# Home multi-gyms



## chrisw87 (Feb 6, 2011)

Hey everyone!

I decided I wanted to start working out again and tone back up to my previous self. In the past I was in the police force so it was quite easy to maintain weight, we had a gym next to the meal room. Before leaving there I was roughly 130kg, 12% body fat (sounds impressive but I am quite big boned and 6'2 so I carry more weight than it appears).

Currently I am about 110kg and 18% fat :wall: so it once again is time to work out and get fit. I pulled out my old free weights, but there is a major problem, I have NO gyms close to me and I am a creature of lazyness that will not travel 15 mins to go to a gym. So I am considering a multi-gym for home.

When I used to work out, I really only used a few machines, chest press, leg curls, pull-down bar and similar, as well as a rowing machine for aerobic/back. High intensity strength basically with a bit of aerobic. There are some fantastic machines available in the $500 range (looking to spend max 800) but it has to be compact with the option to add up to at least 100kg of weight.

Any suggestions?

The only one I really like the look of isn't too expensive and I might actually have a look at it when I get the chance, but the other side of the story is as well... second hand gym equip.. I don't want to buy something that is rusty and will snap the cables, but if it can save a bit of dosh, all the better.

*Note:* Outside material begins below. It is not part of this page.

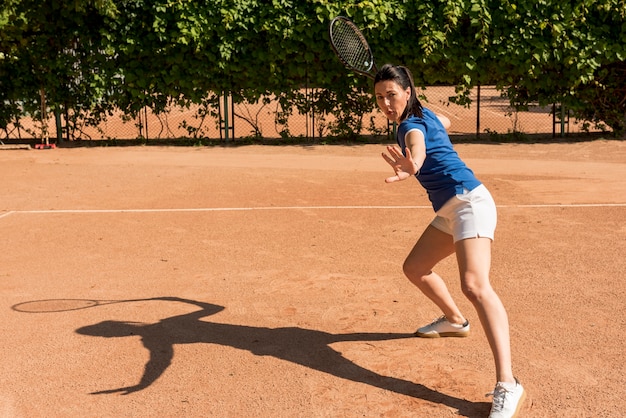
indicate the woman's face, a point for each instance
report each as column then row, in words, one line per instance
column 392, row 99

I would love a rowing machine too, but you get what you pay for and a "cheap" decent rower is easily 1K

Esprit expander 220 home gym - $599


> 60kg (132lb) Weight
> Expandable to 100kg (220lb) by Adding Weight Plates
> Pec-mate
> Easy Removable Weights
> ...












Weider 8980 home gym - $799


> Featuring up to 97kg of resistance, depending on the exercise and number of vinyl weights selected, this systems cable-and-pulley set up allows for up to 97kg or resistance
> High Pulley and Low Pulley offer a larger range of motion, making them versatile so you can perform more exercises and target harder to get areas
> 37kg of Vinyl Durastack Weights
> 4-Roll leg developer
> ...


----------



## dogs_basket (Aug 28, 2007)

Others might have a different view of home multigyms but my view is "For the love of all that is good in the world, please don't get one"! A fella like you will quickly outgrow the weight (I'm a fraction of your size and comfortably bench 115kg), they increase the chance of injury and they can't adapt as you change what you want to do (e.g squats). 

If space allows go for a power rack, and if not a half rack. A power rack wil probably stretch your budget (but I'd be surprised if you couldn't pick one up second hand). Most of the domestic ones have a lat attachement that you could add later, or you could save money and get some resistance bands and tie them accross the safety bars to use as assistance if you can't chin\pull up. Or just do negatives till you can. 

I don't think there's been a better time to get into weights with things like Youtube, and online bookstores for folks who haven't got a gym near by. 

(I hate it when people ask "Which BMW shall I get" and others reply "Don't. Get an Audi" so apologies for this answer, but I do think it needs suggesting in this instance.) 

Best of luck. :thumb:


----------



## 335dAND110XS (Dec 17, 2010)

I'd get some basic free weights and a bench and that's it.

Home gyms aren't up to the job - you need commercial kit to make proper progress.


----------



## chrisw87 (Feb 6, 2011)

Thanks for the extra info guys, I might look into the other benches instead   

I went to test these yesterday, which is damn well good I did, they didn't have a very good build quality, which i guess meets the phrase "you get what you pay for". On another topic, someone in the US of A has my credit card number and purchased a 1.5K computer, so I can't buy this anyways haha. 

Heres to hoping my bank will live up to their customer service lately and actually help me get my money back.

edit: and I have plenty of free weights, I use them often now. 2 dumbell style bars (different amount of weight loaded onto each one for different muscle groups). and my large curl bar that takes olympic weight plates, have 70kg of plates at the moment from when I used to work out, damn they are expensive though.


----------